Os discípulos devem continuar a missão de Jesus na terra. Para isso é que eles
são enviados. O Senhor Jesus tirou-os do mundo,
deu-lhes a salvação, capacita-os com a sua palavra para irem pelo mundo e
cumprir a missão de serem e fazerem discípulos (Mt 28,19-20).
- Jesus ora pela Sua Igreja. De facto, os
discípulos não vivem isolados, mas em fraternidade.

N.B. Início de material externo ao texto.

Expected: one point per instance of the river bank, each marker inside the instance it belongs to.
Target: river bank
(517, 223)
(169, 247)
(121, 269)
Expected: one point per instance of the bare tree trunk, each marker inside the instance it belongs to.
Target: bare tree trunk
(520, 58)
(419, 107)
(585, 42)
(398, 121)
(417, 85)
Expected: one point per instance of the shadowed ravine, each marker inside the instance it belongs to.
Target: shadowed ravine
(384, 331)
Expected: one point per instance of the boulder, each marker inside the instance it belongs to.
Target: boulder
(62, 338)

Acima de tudo, Ele reza pela unidade, pois será por ela que o mundo
acreditará. Fazemos parte duma comunidade que se
chama Igreja, pois a palavra “igreja” (ecklesía) significa comunidade dos “chamados para fora”,
ou seja, para fora do sistema do mundo. Não somos mais deste mundo: somos
chamados a viver uma vida em unidade como igreja. A unidade cristã fará com que cresçamos e nos aperfeiçoemos, sejamos
completos, pois sozinhos não somos completos: precisamos de viver em unidade
para sermos completos.
Depois, ora com vista à glorificação futura.

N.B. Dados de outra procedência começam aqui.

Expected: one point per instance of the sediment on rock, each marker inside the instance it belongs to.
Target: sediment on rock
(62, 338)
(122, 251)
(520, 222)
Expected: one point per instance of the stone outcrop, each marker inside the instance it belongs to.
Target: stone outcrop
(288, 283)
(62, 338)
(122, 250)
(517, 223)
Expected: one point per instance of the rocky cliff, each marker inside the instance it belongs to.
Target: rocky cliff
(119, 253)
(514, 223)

Jesus roga ao Pai para que os seus discípulos vejam a sua glória e estejam no
céu com ele. Assim, a nossa salvação está segura, o nosso destino está seguro e
a obra de Cristo é completa. Já não somos deste mundo, mas estamos no mundo; a
capacitação é a palavra do Senhor; temos que viver em unidade; e o nosso
destino é certo. E vivemos aqui como estrangeiros aguardando em jubilosa
esperança a última vinda de Cristo Salvador. Um dia estaremos face a face com o
Senhor, contemplando a sua glória.
***
A realização
concreta do desígnio expresso na oração
sacerdotal de Jesus vem espelhada na carta de Mathetes a Diagoneto (em grego: Πρὸς
Διόγνητον Ἐπιστολή), que é provavelmente o exemplo mais antigo de apologética cristã, defendendo o Cristianismo dos seus acusadores. Deste documento do século II (pelo menos) se transcrevem os capítulos V (os
mistérios cristãos) e VI (a
alma do mundo).
Os
mistérios cristãos
Os cristãos, de facto, não se distinguem
dos outros homens, nem pela pátria, nem por sua língua ou costumes. Com efeito,
não moram em cidades próprias, nem falam uma língua estranha, nem têm algum
modo especial de viver. A sua doutrina não foi inventada por eles graças ao
talento e a especulação de homens curiosos, nem professam, como outros, algum
ensinamento humano.
Pelo contrário, vivendo em casas gregas
e bárbaras, conforme a condição de cada um, e adaptando-se aos costumes do
lugar quanto à roupa, ao alimento e ao resto, testemunham um modo de vida
admirável e até paradoxal. Vivem na sua pátria, mas como forasteiros;
participam em tudo como os outros e suportam tudo como estrangeiros. Toda a pátria
estrangeira é pátria deles, e a pátria de cada um é estrangeira. Casam-se como
todos e geram filhos, mas não abandonam os recém-nascidos. Põem a mesa em
comum, mas não o leito.
Estão na carne, mas não vivem segundo a
carne; moram na terra, mas têm a cidadania no céu; obedecem às leis
estabelecidas, mas com a sua vida ultrapassam as leis; amam a todos e são
perseguidos por todos; são desconhecidos e, apesar disso, condenados; são
mortos e, deste modo, é-lhes dada a vida; são pobres e enriquecem a muitos;
carecem de tudo e têm abundância de tudo; são desprezados e, no desprezo,
tornam-se glorificados; são amaldiçoados e, depois, proclamados justos; são
injuriados, e bendizem; são maltratados, e honram; fazem o bem, e são punidos
como malfeitores; são condenados, e alegram-se como se recebessem a vida. Pelos
judeus são combatidos como estrangeiros, pelos gregos são perseguidos; ma
aqueles que os odeiam nem sabem dizer o motivo do seu ódio.
A
alma do mundo
Em poucas palavras, assim como a alma
está no corpo, assim estão os cristãos no mundo. A alma está espalhada por
todas as partes do corpo, e os cristãos estão em todas as partes do mundo. A
alma habita no corpo, mas não procede do corpo; os cristãos habitam no mundo,
mas não são do mundo. A alma invisível está contida num corpo visível; os
cristãos são vistos no mundo, mas sua religião é invisível. A carne odeia e
combate a alma, embora não tenha recebido nenhuma ofensa dela, porque esta a
impede de gozar dos prazeres; embora não tenha recebido injustiça dos cristãos,
o mundo odeia-os, porque estes se opõem aos prazeres.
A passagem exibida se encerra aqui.